Component tcm:1-2 with CustomMeta key=Type, value=Article would be represented in the index as:

Component tcm:1-3 with the same CustomMeta key=Typevalue=Article would be represented in the index as:

When indexing both Components, the index would have the following entry:

Other Components in the index would be represented according to their CustomMeta. For example:

The index is ordered ascending according to the index key (i.e. TypeArticle, TypeProduct).

The same Component might appear several times in the index, but next to other CustomMeta key-value entries:

Component tcm:1-2 has both CustomMeta Type=Article and Author=John. Hence it appears in the index twice.

Index lookups are done using binary search for a key-value tuple. For example, a query for CustomMeta key=Type and value=Article, results in an index lookup for TypeArticle, which yields tcm:1-2 and tcm:1-3.

IndexAbstract Class

The base class of the index implementation offers the following operations. The write operations put, remove are performed by the Deployer extension only. The get operations are performed mainly by the dynamic query criteria:

    public abstract Set<String> get(String key);
    public abstract Set<String> get(String key, Filter filter);
    public abstract Set<String> get(String startKey, String endKey, Filter filter);
    public abstract boolean put(String key, String value);
    public abstract boolean remove(String key);
    public abstract boolean remove(String key, String value);

IndexImpl Class

The class offers an implementation of the get, put, remove methods in IndexAbstract. The simplest get(String) method retrieves all values associated to an index key.

public Set<String> get(String key, Filter filter) {
    RandomAccessFile raf = new RandomAccessFile(file, "rw");
    FileChannel fileChannel = raf.getChannel();

    IndexEntry indexEntry = binarySearch(fileChannel, key, filter);
    return indexEntry.getValues();

The binarySearch method performs a binary search on a given random access file. The file is the index file. The returned IndexEntry contains the key and values objects read from the index, as well as the start and end positions in the index file where the index entry is located.

In order to make the index lookup perform fast, we need to read parts of the index in memory for faster access. Java offers a neat feature for this called MappedByteBuffer where one can map part of a file to memory. All file operations would then be performed in memory instead, yielding a great performance boost. More information about memory buffer is available in follow-up post Tricks with Memory Byte Buffer.

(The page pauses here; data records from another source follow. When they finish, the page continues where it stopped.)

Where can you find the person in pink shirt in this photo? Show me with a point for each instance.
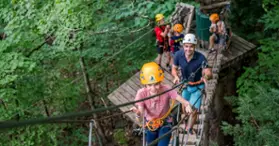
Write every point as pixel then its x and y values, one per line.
pixel 156 108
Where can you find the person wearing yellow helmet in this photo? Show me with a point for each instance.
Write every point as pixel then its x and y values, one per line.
pixel 152 75
pixel 176 39
pixel 161 31
pixel 218 31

private IndexEntry binarySearch(FileChannel fileChannel, String key, Filter filter) {
    MemoryBuffer buffer = MemoryBufferFactory.INSTANCE.getBuffer(fileChannel,
    return binarySearch(buffer, key, filter, 0, buffer.capacity());

The binarySearch method below is the one that performs the actual binary search. Given the nature of the random access file, we don't know where in the file a certain index entry begins. Each index entry has an arbitrary length due to its number of TcmUris in the value, so we can't know where it ends. Therefore, the binary search algorithm must be adapted a bit in order to work.

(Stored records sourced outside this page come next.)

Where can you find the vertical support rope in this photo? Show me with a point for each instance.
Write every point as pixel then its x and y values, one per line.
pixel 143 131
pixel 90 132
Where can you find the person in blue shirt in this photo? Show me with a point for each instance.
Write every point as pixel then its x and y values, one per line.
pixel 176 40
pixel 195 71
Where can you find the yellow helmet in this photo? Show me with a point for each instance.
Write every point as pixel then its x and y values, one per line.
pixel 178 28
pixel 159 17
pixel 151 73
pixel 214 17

private IndexEntry binarySearch(MemoryBuffer buffer, String key, Filter filter, long low, long high) {
    if (low > high) {
        return new IndexEntry(key, low);

    long middle = (low + high) >>> 1;
    IndexEntry indexEntry = readIndexEntry(buffer, key, middle, filter);
    if (indexEntry.isEmpty()) {
        return indexEntry;

    int compare = compareKey(key, indexEntry.getKey());
    if (compare == 0) {
        return indexEntry;
    } else if (compare > 0) {
        return binarySearch(buffer, key, filter, indexEntry.getEndPosition() + 1, high);
    } else {
        return binarySearch(buffer, key, filter, low, indexEntry.getStartPosition() - 1);

When we perform the middle split in binary search, we need to know which entry is at that position. We need to find where the beginning of that index entry is, because that is where we read the index key from. The method readIndexEntry reads backwards in the index from the 'current' position until it finds the 'entry-separator' -- i.e. a special character that delimits two index entries.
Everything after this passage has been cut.